Los datos disponibles y la evidencia acumulada parece confirmar que América Latina es una región que tiene una herencia rica y diversa, así como un inmenso recurso cultural, económico y social. No es casualidad, por ejemplo, que de este subcontinente hayan salido tantas y tan buenos exponentes del arte, la cultura, la religión y el deporte que han hecho historia: el último de ellos, el Papá Francisco, que ha dado mucho de qué hablar desde que llegó al Vaticano, la sede central del poder de la Iglesia Católica. Pese a ese inmenso potencial, la región es también considerada una de las más desiguales del mundo, lo confirma el Informe sobre Desigualdad Mundial, en donde se confirma que la inequidad en la región exhibe números alarmantes, ya que «el 10 % superior en América Latina capta el 77 % de la riqueza total de los hogares, frente al 22 % del 40 % medio y el 1 % del 50 % inferior» (Reporte sobre desigualdad Mundial 2022).

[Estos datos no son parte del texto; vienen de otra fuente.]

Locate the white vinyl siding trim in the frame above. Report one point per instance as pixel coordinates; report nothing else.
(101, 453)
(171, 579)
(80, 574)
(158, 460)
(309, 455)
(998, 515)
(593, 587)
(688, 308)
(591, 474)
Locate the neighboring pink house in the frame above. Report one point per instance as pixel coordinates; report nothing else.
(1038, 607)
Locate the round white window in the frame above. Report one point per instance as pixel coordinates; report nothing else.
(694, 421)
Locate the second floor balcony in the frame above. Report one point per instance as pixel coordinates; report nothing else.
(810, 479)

Por diferentes razones, he conocido la realidad de diversos países de esta bendecida, pero injusta región: nací en Guatemala, donde he realizado la mayor parte de mis análisis; en mi época de estudios me adentré parcialmente en la compleja y muy discutida realidad mexicana, mientras que me he acercado a la realidad del resto de países centroamericanos por diversas actividades docentes y laborales que he realizado a lo largo de mi trayectoria profesional, con especial énfasis en la situación hondureña, que tiene tantos paralelismos con Guatemala. Muy recientemente, he empezado a conocer la realidad peruana, gracias a una gira de trabajo que recién acabo de concluir. La percepción de los analistas en todos estos países confirma el dato: la brecha entre ricos y pobres es abismal, con el agravante que el sistema político e institucional se convierte en el guardián privilegiado para mantener y ampliar esa inequidad.

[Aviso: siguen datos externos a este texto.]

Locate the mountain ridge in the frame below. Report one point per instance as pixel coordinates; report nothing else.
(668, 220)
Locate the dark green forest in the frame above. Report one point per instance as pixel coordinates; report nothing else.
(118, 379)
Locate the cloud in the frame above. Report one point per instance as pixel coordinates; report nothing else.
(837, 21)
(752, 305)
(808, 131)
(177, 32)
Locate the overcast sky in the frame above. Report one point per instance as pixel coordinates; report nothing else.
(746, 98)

El camino privilegiado para mantener esta extendida captura de la acción del Estado es, lamentablemente, la vía electoral: gracias a las deficiencias de los sistemas electoral y de partidos políticos, las autoridades electas de forma periódica tienen más interés en desarrollar políticas y acciones que mantienen y profundizan esta marcada desigualdad. Los economistas Acemoglu y Robinson mostraron el mecanismo que permite esta captura: la extrema riqueza de los actores –lo que los autores llaman instituciones económicas extractivas– garantizan los recursos necesarios para capturar a los actores políticos, lo que hace que el sistema trabaje para mantener y garantizar esta enorme desigualdad –las instituciones políticas extractivas–. Una vez consumada la cooptación de los puestos clave, la acción del estado se ve capturada por estos intereses perversos, por lo que la acción del Estado profundiza cotidianamente la desigualdad.
Aprender la lógica perversa del sistema, por lo tanto, es un primer desafío para todos los latinoamericanos que aún soñamos con un cambio
La forma particular en la que ocurre esta captura es muy diversa, pero mantiene un mismo patrón: primero, se anula paulatinamente el sistema de pesos y contrapesos, por lo que en primera instancia, se elimina la división de poderes: el poder legislativo produce leyes injustas, el poder judicial dicta sanciones que favorecen una amplia impunidad de los actores privilegiados, además de que elimina sistemáticamente a los opositores gracias a la acción penal y legal del Estado, mientras que el ejecutivo diseña políticas públicas que trabajan activamente para privatizar las ganancias y socializar las pérdidas. El sistema está diseñado para fallar de forma discrecional: funciona perfectamente para esta sistemática captura, por lo que protege los intereses económicos dominantes, pero deja en el total abandono al resto de la población, que sabe que no puede ni debe confiar en la acción del Estado.
Lamentablemente, el sistema está diseñado para perpetuarse: cualquier intento de cambiar el sistema desde adentro, por la vía electoral, tiene el gran problema que se enfrenta a una maquinaria legal-institucional formidable que termina cooptando cualquier intento de cambio, debido a que el apoyo que necesitaría para nivelar la lucha no aparece, debido a que la sociedad civil tiene amplios motivos para desconfiar de los que prometen un cambio. Tarde o temprano, tal lucha desigual termina con la claudicación de cualquier intento de cambio, tal como parece haber ocurrido en el Perú de Pedro Castillo, en la Nicaragua de Daniel Ortega, o en Brasil de Lula da Silva.
Aprender la lógica perversa del sistema, por lo tanto, es un primer desafío para todos los latinoamericanos que aún soñamos con un cambio. De lo contrario, cada intento de transformación solamente fortalece y profundiza este modelo desigual que se ha construido durante más de dos siglos en América Latina.